The female to male ratio among primary and secondary cases was 65% versus 35% and 59% versus 41%, respectively. Compared to secondary cases, primary cases were more likely to be severe (14% versus 5%) and less likely to be asymptomatic (6% versus 10%).
The overall DAS based on the data was 3.53%; moreover, it was highest (8.64%) among close contacts over the age of 60. Of the contact parameters examined during the study, household was associated with the highest data-based DAS of 10.1%, while air travel was associated with the lowest DAS of 0.43% .
The estimated daily transmission probability of infected persons of transmitting the infection to close contacts during their incubation period was 0.044 within households, 0.032 within health facilities, 0.023 within workplaces, 0.004 during air travel and 0.002 in all other settings. It was slightly lower during the disease period, and the estimated relative infectivity was highest when incubation and infectious period were longer.
In addition, multivariate analysis revealed that:
i) close contacts under the age of 60 had a 36-49% lower risk of infection than those over the age of 60;
ii) healthcare workers were 65% less likely to be infected than non-medical contacts;
iii) the risk of infection was much lower during air travel, odds ratio (OR) 0.08 compared to within households; and
iv) the risk of infection in workplaces and health facilities was slightly lower, with ORs of 0.52 and 0.73, respectively.

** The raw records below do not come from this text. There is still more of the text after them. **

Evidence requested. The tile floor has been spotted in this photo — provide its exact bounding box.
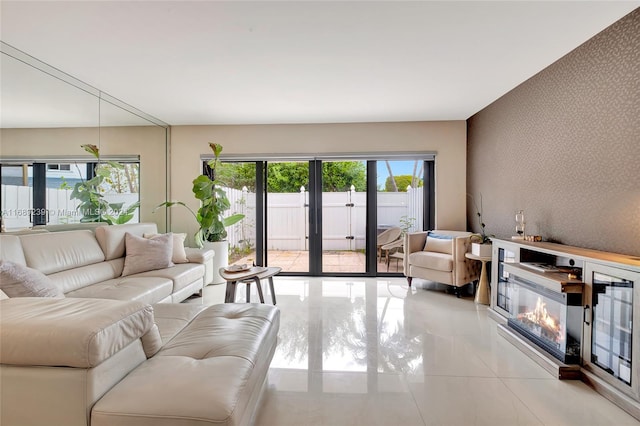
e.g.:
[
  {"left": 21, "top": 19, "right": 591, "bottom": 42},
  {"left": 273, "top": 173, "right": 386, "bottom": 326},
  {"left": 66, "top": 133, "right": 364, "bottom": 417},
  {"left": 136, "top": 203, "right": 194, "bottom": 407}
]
[{"left": 198, "top": 277, "right": 640, "bottom": 426}]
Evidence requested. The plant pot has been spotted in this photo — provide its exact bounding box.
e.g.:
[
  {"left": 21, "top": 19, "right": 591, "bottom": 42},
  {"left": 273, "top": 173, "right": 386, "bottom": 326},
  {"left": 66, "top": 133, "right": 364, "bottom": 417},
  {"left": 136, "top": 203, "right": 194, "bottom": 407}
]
[
  {"left": 204, "top": 241, "right": 229, "bottom": 284},
  {"left": 471, "top": 243, "right": 492, "bottom": 257}
]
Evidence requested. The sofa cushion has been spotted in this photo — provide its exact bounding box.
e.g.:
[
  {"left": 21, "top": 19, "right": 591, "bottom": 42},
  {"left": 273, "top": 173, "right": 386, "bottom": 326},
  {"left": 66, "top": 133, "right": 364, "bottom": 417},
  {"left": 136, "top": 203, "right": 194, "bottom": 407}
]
[
  {"left": 143, "top": 233, "right": 189, "bottom": 263},
  {"left": 20, "top": 231, "right": 104, "bottom": 275},
  {"left": 153, "top": 303, "right": 208, "bottom": 343},
  {"left": 91, "top": 303, "right": 280, "bottom": 426},
  {"left": 409, "top": 251, "right": 453, "bottom": 272},
  {"left": 95, "top": 223, "right": 158, "bottom": 260},
  {"left": 0, "top": 260, "right": 64, "bottom": 297},
  {"left": 0, "top": 234, "right": 27, "bottom": 265},
  {"left": 424, "top": 234, "right": 453, "bottom": 254},
  {"left": 66, "top": 275, "right": 173, "bottom": 304},
  {"left": 136, "top": 263, "right": 205, "bottom": 293},
  {"left": 47, "top": 258, "right": 124, "bottom": 293},
  {"left": 0, "top": 298, "right": 154, "bottom": 368},
  {"left": 122, "top": 232, "right": 174, "bottom": 277}
]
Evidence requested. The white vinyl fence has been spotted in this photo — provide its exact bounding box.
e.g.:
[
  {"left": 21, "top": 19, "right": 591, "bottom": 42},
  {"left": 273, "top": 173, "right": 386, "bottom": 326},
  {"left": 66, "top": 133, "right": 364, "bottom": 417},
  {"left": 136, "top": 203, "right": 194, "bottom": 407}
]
[
  {"left": 2, "top": 185, "right": 423, "bottom": 250},
  {"left": 226, "top": 187, "right": 424, "bottom": 250},
  {"left": 0, "top": 185, "right": 139, "bottom": 230}
]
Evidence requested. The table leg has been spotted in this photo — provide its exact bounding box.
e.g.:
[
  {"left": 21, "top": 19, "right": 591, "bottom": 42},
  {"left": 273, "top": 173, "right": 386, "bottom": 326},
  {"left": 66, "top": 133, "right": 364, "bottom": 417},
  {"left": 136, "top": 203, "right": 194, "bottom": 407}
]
[
  {"left": 475, "top": 261, "right": 490, "bottom": 305},
  {"left": 224, "top": 281, "right": 236, "bottom": 303},
  {"left": 269, "top": 277, "right": 276, "bottom": 305},
  {"left": 253, "top": 277, "right": 264, "bottom": 303}
]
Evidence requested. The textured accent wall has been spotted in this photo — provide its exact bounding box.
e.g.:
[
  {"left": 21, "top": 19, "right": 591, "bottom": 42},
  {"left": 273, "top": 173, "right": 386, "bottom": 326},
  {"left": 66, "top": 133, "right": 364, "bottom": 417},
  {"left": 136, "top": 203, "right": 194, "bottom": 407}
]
[{"left": 467, "top": 8, "right": 640, "bottom": 256}]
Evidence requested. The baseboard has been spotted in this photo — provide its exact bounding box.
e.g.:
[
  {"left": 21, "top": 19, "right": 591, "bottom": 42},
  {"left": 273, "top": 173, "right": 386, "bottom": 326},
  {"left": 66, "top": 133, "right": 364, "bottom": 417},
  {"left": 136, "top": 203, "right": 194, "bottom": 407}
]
[{"left": 582, "top": 368, "right": 640, "bottom": 420}]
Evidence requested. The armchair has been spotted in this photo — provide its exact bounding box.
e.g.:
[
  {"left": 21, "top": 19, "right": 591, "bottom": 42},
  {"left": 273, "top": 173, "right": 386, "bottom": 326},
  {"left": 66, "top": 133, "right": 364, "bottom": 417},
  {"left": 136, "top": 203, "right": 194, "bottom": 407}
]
[{"left": 403, "top": 230, "right": 480, "bottom": 297}]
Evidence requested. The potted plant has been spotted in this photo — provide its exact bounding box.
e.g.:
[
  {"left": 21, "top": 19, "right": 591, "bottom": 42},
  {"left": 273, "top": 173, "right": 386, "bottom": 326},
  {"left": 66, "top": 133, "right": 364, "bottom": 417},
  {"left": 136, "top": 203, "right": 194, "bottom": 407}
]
[
  {"left": 156, "top": 143, "right": 244, "bottom": 284},
  {"left": 469, "top": 194, "right": 493, "bottom": 257},
  {"left": 70, "top": 144, "right": 140, "bottom": 225}
]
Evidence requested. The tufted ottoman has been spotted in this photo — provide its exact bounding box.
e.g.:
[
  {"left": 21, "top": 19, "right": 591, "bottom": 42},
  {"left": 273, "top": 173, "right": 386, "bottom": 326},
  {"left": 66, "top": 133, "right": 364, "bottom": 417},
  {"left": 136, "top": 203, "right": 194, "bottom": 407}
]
[{"left": 91, "top": 303, "right": 280, "bottom": 426}]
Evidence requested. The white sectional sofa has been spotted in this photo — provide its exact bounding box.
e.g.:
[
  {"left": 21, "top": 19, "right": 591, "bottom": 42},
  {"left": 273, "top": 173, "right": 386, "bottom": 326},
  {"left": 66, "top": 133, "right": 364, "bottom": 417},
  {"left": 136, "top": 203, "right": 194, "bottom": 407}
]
[
  {"left": 0, "top": 223, "right": 214, "bottom": 304},
  {"left": 0, "top": 224, "right": 280, "bottom": 426}
]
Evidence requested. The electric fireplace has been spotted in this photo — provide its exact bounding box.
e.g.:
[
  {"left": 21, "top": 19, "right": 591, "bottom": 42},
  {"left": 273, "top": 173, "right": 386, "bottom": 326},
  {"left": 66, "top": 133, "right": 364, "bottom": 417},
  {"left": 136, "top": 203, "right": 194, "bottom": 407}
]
[{"left": 507, "top": 274, "right": 582, "bottom": 364}]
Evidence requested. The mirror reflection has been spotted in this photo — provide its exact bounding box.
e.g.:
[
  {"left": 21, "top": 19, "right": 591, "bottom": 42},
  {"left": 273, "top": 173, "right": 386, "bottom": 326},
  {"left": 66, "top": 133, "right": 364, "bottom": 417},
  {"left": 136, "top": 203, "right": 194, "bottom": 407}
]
[{"left": 0, "top": 43, "right": 168, "bottom": 231}]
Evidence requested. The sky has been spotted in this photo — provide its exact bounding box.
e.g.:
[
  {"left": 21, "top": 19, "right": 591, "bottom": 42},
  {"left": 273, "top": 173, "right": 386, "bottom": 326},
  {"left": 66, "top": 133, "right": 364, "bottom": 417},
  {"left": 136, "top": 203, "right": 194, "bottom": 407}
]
[{"left": 377, "top": 161, "right": 420, "bottom": 187}]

The study model predicted the possibility of super-spreading events in two households and one healthcare facility (three groups of close contacts), each with a single primary case.
In summary, the estimated household SARs in Shandong, calculated for the entire 22-day infectious period, were higher than most household transmission studies in China. SARS-CoV-2 was more transmissible in homes than in workplaces and healthcare settings, and the risk of transmission was much lower during air travel or other contact settings. In addition to the highest SAR, household metrics favored the highest number of secondary cases per primary case. Additionally, age, medical profession, and city were risk modifiers.
Simulation of transmission dynamics among close contacts of primary cases, assuming an average incubation of five days and a maximum infectious period of 22 days, showed that 64% of cases did not generate secondary transmissions and that 20 % of cases resulted in 80% secondary transmissions.
In conclusion, the study emphasizes that vaccination and non-pharmaceutical interventions should be prioritized for large groups of close contacts in households. While the risk of transmission was lower during air travel, the consideration of viral exposure in such a large number of air passengers and the implication of long-distance spread also warrant prevention efforts in this area. context.